Please tell me where I could  have gone wrong in the attempt shown above?

Thank you for your help..
 A: Let $x_n = \{1/n \colon n \in \mathbb{N}\}$ and take $f(x) = 1/x$ over some decent space $S$, then $f(x_n)$ is clearly not cauchy, as it is the set $(1,2,3,\dots)$
Some things you could prove/add


*

*If a function takes cauchy sequences into cauchy sequences then its continuous.

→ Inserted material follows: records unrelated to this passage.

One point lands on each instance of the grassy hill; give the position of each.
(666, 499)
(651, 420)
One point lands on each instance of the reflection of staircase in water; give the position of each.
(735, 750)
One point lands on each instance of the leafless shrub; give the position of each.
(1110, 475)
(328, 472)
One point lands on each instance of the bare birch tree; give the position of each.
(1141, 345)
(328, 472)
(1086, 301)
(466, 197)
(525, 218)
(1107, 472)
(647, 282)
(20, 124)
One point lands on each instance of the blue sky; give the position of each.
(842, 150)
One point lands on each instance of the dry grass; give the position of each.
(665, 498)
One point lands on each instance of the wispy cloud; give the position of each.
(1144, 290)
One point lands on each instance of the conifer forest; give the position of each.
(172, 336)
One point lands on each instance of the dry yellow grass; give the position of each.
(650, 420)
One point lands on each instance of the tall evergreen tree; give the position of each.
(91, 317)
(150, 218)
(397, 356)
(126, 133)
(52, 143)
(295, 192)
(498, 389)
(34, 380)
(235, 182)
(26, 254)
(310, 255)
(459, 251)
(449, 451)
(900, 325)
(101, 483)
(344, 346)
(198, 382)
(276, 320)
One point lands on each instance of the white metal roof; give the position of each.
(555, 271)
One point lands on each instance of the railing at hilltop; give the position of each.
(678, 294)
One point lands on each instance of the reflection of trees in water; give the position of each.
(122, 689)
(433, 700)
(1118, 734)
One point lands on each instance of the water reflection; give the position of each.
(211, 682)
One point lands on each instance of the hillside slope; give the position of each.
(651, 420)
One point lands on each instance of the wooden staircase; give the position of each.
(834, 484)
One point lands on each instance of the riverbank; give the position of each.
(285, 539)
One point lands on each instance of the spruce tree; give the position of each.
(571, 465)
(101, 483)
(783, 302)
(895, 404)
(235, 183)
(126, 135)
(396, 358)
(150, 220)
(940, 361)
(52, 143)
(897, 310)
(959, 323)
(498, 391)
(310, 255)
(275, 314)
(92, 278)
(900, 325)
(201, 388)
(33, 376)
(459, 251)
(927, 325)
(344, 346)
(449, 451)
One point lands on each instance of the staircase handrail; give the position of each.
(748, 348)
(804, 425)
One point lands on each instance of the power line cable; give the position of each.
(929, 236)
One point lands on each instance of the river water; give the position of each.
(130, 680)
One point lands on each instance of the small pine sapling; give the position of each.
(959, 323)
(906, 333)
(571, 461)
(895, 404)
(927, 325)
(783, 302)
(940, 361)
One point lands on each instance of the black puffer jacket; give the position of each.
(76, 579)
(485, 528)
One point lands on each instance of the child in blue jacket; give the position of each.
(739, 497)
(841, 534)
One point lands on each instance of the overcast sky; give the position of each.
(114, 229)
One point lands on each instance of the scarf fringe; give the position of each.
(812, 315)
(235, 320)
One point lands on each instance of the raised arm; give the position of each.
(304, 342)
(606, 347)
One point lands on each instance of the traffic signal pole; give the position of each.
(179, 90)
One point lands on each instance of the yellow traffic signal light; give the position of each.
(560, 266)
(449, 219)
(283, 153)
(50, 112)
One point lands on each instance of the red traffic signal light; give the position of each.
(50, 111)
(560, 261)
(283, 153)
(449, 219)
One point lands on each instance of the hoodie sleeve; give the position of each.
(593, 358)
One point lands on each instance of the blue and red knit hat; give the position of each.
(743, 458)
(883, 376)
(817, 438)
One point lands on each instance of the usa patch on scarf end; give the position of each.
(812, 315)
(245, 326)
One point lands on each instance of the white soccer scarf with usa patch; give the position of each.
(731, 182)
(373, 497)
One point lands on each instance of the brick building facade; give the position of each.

*If $f$ is uniformly continuous then it takes cauchy sequences into cauchy squences

*If $f$ is a isometry then it takes cauchy sequences into cauchy squences

A: No. You really need and extra assumption. $f$ not only has to be continuous if not uniformly continuous. 
Prop: If $f$ is uniformly continuous from metric spaces $M$ to $N$, then  $f$ sends Cauchy sequences in Cauchy sequences.
Pf: Let $(a_n)$ a Cauchy and suppose that $f$ is uniformly continuous. We will show that $f(a_n)$ is Cauchy. Given $\epsilon>0$, there is a $\delta>0$ s.t. $$\forall x, y\in M\,(d_M(x,y)<\delta\Rightarrow d_N(fx,fy)<\epsilon)\tag{1}$$
By definition of uniformly continuous. Now, since $a_n$ is Cauchy, so for a sufficient large $n_0$, we have $d_M(a_n,a_m)<\delta$ for all $n,m\ge n_0$.So by $(1)$, $d_N(f(a_n),f(a_m))<\epsilon$ whenever $n,m\ge n_0$,i.e., $f(a_n)$ is Cauchy. 
In your proof you're wrong because $\delta=\delta(x,\epsilon)$ i.e., for continuous function $\delta$ depends not only of the $\epsilon$, if not also of the point, and this cannot happen in uniformly continuous functions.
A: One more example where a continuous function need not take Cauchy sequence to Cauchy sequence , take $$f:(0,1)\to (1,\infty)\quad \text{as}\quad f(x)=\frac{1}{x}$$ Now $\{x_n\}=\{\frac{1}{n}\}$ is cauchy sequence in $(0,1)$ but $f(x_n)$ is not!